Even cooler – you can do eye-tracking in groups, using our code.

Here is the [PDF] and abstract:

The recent introduction of inexpensive eye-trackers has opened up a wealth of opportunities for researchers to study attention in interactive tasks. No software package was previously available to help researchers exploit those opportunities. We created “the pyeTribe”, a software package that offers, among others, the following features: First, a communication platform between many eye-trackers to allow simultaneous recording of multiple participants. Second, the simultaneous calibration of multiple eye-trackers without the experimenter’s supervision. Third, data collection restricted to periods of interest, thus reducing the volume of data and easing analysis. We used a standard economic game (the public goods game) to examine data quality and demonstrate the potential of our software package. Moreover, we conducted a modeling analysis, which illustrates how combining process and behavioral data can improve models of human decision making behavior in social situations. Our software is open source and can thus be used and improved by others.


New Paper on pychodiagnosis and eye-tracking

Cilia Witteman and Nanon Spaanjaars (my dutch connection) worked together on a piece on whether psychodiagnosticians improve over time (they don’t) in their ability to classify symptoms to DSM categories. This turned out to be a pretty cool paper combining eye-tracking data with a practical, and hopefully, relevant question.
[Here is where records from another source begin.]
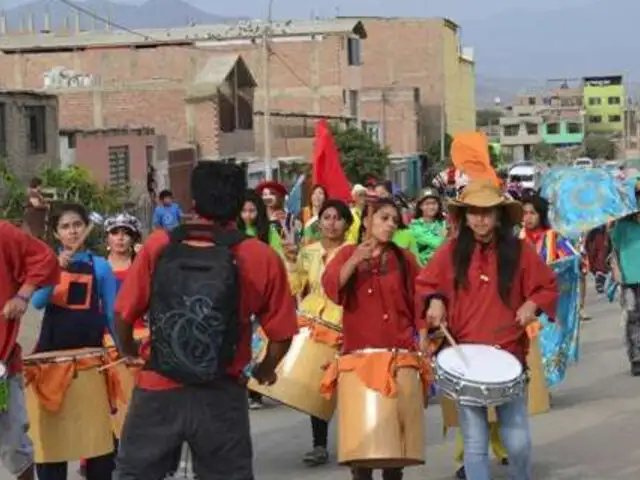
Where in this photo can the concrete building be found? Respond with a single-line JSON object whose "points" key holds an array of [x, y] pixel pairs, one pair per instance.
{"points": [[604, 102], [394, 81], [28, 131], [426, 57], [554, 117], [116, 157]]}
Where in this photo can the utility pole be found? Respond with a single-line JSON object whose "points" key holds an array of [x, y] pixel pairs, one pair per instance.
{"points": [[443, 131], [266, 73]]}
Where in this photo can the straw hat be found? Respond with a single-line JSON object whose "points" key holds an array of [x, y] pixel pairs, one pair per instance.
{"points": [[485, 194]]}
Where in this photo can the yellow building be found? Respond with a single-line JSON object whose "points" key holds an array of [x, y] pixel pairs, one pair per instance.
{"points": [[604, 104]]}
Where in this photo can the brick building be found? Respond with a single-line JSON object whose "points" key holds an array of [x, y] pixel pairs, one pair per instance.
{"points": [[28, 131], [400, 80], [424, 56]]}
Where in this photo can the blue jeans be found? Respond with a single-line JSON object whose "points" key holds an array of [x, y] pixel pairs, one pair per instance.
{"points": [[513, 418]]}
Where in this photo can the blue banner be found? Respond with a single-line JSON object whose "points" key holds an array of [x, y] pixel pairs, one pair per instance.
{"points": [[582, 199], [559, 341]]}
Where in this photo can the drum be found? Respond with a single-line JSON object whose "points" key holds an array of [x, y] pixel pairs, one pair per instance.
{"points": [[139, 334], [68, 405], [494, 376], [301, 371], [381, 420]]}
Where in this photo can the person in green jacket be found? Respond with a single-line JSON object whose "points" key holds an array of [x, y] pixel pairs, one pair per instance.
{"points": [[254, 222], [403, 237], [429, 227]]}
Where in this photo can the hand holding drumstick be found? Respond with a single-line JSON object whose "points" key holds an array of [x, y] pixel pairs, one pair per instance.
{"points": [[436, 316]]}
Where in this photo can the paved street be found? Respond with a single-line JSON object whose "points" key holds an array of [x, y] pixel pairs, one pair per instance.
{"points": [[591, 433]]}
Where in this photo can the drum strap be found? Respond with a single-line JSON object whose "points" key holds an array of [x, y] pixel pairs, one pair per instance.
{"points": [[4, 395]]}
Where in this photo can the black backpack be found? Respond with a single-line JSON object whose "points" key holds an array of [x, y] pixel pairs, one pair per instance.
{"points": [[194, 315]]}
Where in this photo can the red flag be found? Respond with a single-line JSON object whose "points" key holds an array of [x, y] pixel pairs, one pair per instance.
{"points": [[327, 170]]}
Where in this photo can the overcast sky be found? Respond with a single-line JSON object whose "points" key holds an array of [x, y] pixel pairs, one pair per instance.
{"points": [[456, 9]]}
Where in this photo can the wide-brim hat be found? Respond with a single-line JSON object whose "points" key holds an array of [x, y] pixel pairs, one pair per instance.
{"points": [[429, 193], [272, 185], [485, 194]]}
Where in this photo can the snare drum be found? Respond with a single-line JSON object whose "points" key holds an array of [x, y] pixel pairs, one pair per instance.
{"points": [[381, 420], [301, 371], [494, 376], [68, 405]]}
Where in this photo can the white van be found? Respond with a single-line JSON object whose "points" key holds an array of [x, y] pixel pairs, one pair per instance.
{"points": [[526, 174]]}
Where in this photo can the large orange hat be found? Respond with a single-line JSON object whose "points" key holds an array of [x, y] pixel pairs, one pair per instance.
{"points": [[272, 185]]}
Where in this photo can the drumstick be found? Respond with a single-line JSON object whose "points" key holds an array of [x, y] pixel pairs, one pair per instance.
{"points": [[112, 364], [455, 346]]}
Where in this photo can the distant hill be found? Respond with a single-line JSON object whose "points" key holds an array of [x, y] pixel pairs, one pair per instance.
{"points": [[151, 14]]}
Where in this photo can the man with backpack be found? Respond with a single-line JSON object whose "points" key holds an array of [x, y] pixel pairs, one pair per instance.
{"points": [[199, 285]]}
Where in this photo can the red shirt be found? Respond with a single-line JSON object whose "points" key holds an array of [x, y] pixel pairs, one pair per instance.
{"points": [[23, 260], [476, 314], [264, 291], [379, 311]]}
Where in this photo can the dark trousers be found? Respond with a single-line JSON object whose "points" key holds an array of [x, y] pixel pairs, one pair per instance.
{"points": [[97, 468], [212, 420], [630, 300], [320, 432], [367, 474]]}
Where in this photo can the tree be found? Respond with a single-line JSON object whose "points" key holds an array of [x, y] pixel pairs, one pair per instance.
{"points": [[599, 147], [543, 152], [75, 184], [487, 117], [361, 156]]}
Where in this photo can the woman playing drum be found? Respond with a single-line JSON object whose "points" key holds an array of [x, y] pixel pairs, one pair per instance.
{"points": [[76, 312], [489, 286], [305, 271], [374, 283]]}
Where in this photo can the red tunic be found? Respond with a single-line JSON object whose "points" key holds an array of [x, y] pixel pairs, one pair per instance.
{"points": [[379, 308], [476, 314], [23, 260]]}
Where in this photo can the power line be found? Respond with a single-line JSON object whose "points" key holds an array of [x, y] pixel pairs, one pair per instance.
{"points": [[106, 21]]}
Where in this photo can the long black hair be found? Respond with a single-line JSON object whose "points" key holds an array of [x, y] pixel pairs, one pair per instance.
{"points": [[539, 204], [340, 207], [508, 248], [261, 224], [395, 249]]}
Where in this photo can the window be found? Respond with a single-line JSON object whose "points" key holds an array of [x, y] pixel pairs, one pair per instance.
{"points": [[354, 51], [150, 153], [354, 100], [553, 129], [119, 166], [373, 130], [574, 128], [3, 130], [36, 129], [511, 130]]}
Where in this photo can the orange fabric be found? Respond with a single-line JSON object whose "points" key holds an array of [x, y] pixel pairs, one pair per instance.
{"points": [[61, 291], [377, 371], [533, 329], [51, 380], [470, 153], [321, 333]]}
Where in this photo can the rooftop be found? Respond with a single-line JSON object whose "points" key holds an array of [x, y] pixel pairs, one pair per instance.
{"points": [[26, 93], [182, 35]]}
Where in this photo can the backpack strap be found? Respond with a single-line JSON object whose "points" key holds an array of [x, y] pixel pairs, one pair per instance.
{"points": [[219, 236]]}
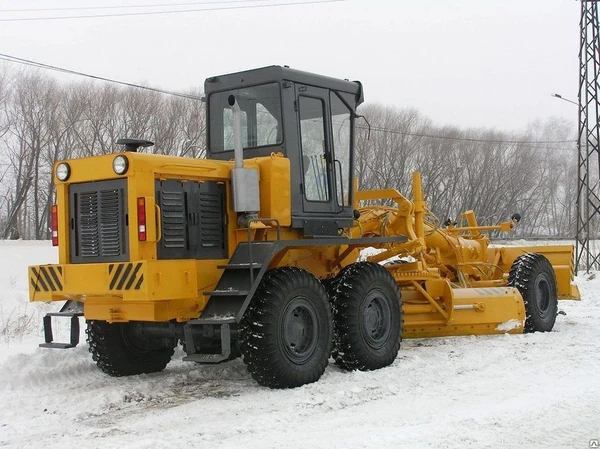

Schulte-Mecklenbeck, M., Spaanjaars, N.L., & Witteman, C.L.M. (in press). The (in)visibility of psychodiagnosticians’ expertise. Journal of Behavioral Decision Making. http://dx.doi.org/10.1002/bdm.1925


This study investigates decision making in mental health care. Specifically, it compares the diagnostic decision outcomes (i.e., the quality of diagnoses) and the diagnostic decision process (i.e., pre-decisional information acquisition patterns) of novice and experienced clinical psychologists. Participants’ eye movements were recorded while they completed diagnostic tasks, classifying mental disorders. In line with previous research, our findings indicate that diagnosticians’ performance is not related to their clinical experience. Eye-tracking data pro- vide corroborative evidence for this result from the process perspective: experience does not predict changes in cue inspection patterns. For future research into expertise in this domain, it is advisable to track individual differences between clinicians rather than study differences on the group level.